In 2006, Neflix launched the Netflix Prize, “a machine learning and data mining competition for movie rating prediction.” Netflix hoped the $1 million prize would encourage a range of algorithmic solutions to improve the company’s existing recommendation program, Cinematch, by 10%. Cinematch used “straightforward statistical linear models with a lot of data conditioning,” and served two major purposes: as a competitive differentiator by recommending unfamiliar movies to customers, and more importantly, enabled Netflix to reduce demand for blockbuster new releases and improve assets turns of all DVDs in inventory.
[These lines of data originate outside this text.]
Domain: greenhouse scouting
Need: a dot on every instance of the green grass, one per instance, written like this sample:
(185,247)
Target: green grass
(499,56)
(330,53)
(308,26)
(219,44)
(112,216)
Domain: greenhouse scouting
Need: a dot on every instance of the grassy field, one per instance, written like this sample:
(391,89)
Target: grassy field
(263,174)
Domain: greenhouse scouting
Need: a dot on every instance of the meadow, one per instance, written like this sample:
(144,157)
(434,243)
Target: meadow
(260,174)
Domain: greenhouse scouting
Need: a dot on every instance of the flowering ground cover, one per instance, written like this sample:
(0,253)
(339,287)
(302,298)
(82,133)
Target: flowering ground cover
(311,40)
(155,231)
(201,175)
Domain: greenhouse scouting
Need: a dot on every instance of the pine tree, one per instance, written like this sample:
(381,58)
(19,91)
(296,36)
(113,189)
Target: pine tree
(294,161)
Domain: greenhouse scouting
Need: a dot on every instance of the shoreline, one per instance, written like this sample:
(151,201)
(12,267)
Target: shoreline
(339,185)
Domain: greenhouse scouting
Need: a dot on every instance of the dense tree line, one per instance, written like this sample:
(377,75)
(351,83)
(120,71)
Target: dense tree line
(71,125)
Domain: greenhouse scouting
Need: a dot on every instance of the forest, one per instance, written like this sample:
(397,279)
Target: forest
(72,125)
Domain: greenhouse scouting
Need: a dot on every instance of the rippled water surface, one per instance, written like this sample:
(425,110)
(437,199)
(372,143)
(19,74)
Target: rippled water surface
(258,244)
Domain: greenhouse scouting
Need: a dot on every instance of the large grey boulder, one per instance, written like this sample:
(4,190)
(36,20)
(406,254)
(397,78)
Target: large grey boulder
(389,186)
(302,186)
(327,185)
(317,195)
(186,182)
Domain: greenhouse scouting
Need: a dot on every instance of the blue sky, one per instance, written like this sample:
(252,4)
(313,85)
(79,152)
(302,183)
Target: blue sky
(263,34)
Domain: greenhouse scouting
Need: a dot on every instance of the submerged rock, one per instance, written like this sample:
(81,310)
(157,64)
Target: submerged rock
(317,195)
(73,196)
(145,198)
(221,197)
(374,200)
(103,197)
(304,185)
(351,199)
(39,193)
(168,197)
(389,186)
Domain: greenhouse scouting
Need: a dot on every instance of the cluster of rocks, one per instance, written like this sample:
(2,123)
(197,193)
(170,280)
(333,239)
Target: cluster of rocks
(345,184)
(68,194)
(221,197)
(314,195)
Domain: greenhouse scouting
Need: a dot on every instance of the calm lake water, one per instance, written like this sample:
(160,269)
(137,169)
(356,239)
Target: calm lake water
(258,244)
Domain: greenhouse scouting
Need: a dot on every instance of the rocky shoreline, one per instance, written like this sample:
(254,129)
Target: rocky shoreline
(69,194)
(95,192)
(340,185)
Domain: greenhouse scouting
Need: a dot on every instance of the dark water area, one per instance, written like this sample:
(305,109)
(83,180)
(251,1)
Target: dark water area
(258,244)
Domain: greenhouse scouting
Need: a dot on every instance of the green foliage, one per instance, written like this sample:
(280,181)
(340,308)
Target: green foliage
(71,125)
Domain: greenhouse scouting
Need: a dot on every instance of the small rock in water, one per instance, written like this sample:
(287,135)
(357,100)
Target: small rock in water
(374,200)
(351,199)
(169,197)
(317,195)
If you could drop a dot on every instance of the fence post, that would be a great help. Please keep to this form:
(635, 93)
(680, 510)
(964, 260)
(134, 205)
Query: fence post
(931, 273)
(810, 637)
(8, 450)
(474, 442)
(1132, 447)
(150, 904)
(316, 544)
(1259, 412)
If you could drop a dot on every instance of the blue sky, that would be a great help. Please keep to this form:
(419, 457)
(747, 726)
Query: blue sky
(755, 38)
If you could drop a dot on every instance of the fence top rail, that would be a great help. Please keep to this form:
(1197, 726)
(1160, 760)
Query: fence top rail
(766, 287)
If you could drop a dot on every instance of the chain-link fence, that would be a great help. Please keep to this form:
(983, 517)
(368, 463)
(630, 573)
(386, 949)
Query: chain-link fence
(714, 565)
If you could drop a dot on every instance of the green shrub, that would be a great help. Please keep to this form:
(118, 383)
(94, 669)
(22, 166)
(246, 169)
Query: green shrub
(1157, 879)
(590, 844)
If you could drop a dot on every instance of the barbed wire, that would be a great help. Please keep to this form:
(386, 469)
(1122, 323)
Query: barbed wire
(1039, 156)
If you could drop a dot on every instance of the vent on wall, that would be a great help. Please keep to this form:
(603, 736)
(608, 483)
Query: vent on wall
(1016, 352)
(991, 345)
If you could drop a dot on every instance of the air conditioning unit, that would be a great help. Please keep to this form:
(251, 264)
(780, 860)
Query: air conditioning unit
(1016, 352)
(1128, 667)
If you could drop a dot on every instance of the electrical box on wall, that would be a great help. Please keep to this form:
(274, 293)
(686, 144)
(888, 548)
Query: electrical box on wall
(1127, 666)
Project Scope: Netflix defined the project scope as a 10% reduction of the “root mean squared error” (RMSE) from Cinematch’s existing 0.9525, and set a series of guidelines for competition participants. Netflix provided a dataset containing 100 million anonymous movie ratings for participants to test their algorithms.
2007 Progress Prize: In 2007, the BellKor Team, comprised of three employees from the Statistics Research group in AT&T labs, achieved an 8.43% improvement over Cinematch, and were awarded the first of two $50,000 Progress Prizes. The team spent nearly 2,000 developing a final solution that contained 107 algorithms and achieved a RMSE of 0.8712. Netflix engineers investigated the source code (a requirement for the prize), and identified the two best performing algorithms (of the 107): Matrix Foundation (also known as Singular Value Decomposition (SVD)) and Restricted Boltzmann Machines (RBM). “A linear blend” of the two algorithms were ultimately put to use in Netflix’s recommendation system, but the company set a goal of 1% improvement over BellKor’s solution to receive the 2008 Progress Prize.
2008 Progress Prize: The BellKor in BigChaos (the original BellKor team combined forces with colleagues from colleagues from Commendo Research) team won the second Progress Prize with an RMSE of 0.8627 and a 9.44% improvement over Cinematch.
2009 Grand Prize: With 24 minutes remaining before the close of the 3-year contest, Bellkor’s Pragmatic Chaos, a further expansion of the original BellKor team, submitted the ultimate $1 million grand prize solution. The final set of algorithms achieved an RMSE of 0.8567 and a 10.06% improvement over Cinematch.
The entire three year contest included 51,051 contestants and 41,305 teams (representing 186 countries). Netflix ultimately received 44,014 valid submission from 5,169 teams.
At each stage of the contest the original BellKor team expanded by adding new members, or in the case of the final submission, an entire competing team, to further refine their algorithms and drive for a >10% improvement. Second place finisher “The Ensemble” also formed as a collection of teams that had submitted individual solutions earlier in the contest. Wired
magazine summarized this crowdsourcing within a crowdsourcing competition: “The secret sauce for both BellKor’s Pragmatic Chaos and The Ensemble was collaboration between diverse ideas, and not in some touchy-feely, unquantifiable, ‘when people work together things are better’ sort of way. The top two teams beat the challenge by combining teams and their algorithms into more complex algorithms incorporating everybody’s work. The more people joined, the more the resulting team’s score would increase.”
“At first, a whole lot of teams got in — and they got 6-percent improvement, 7-percent improvement, 8-percent improvement, and then it started slowing down, and we got into year two. There was this long period where they were barely making progress, and we were thinking, ‘maybe this will never be won…’ Then there was a great insight among some of the teams — that if they combined their approaches, they actually got better. It was fairly unintuitive to many people [because you generally take the smartest two people and say ‘come up with a solution’]… when you get this combining of these algorithms in certain ways, it started out this ‘second frenzy.’ In combination, the teams could get better and better and better,” explained Netflix chief product officer Neil Hunt.
When it was an independent team, Pragmatic Theory, discovered that the number of movies rated by an individual on an given day could be used as an indicator of how much time had passed since the viewer watched the movie. They also tracked “how memory affected particular movie ratings.” (ed. note: unclear how this was done). Although this discovery was not particular successful on its own at achieving the >10% improvement, when combined with BellKor’s algorithms, it gave the new team a slight edge over the competition.
The Netflix Prize demonstrates the power of crowdsourcing in developing innovative solutions for complex problems. Further, it’s an interesting example of how setting various stages in the competition can help further push teams to achieve new success by combining their solutions with other contestants.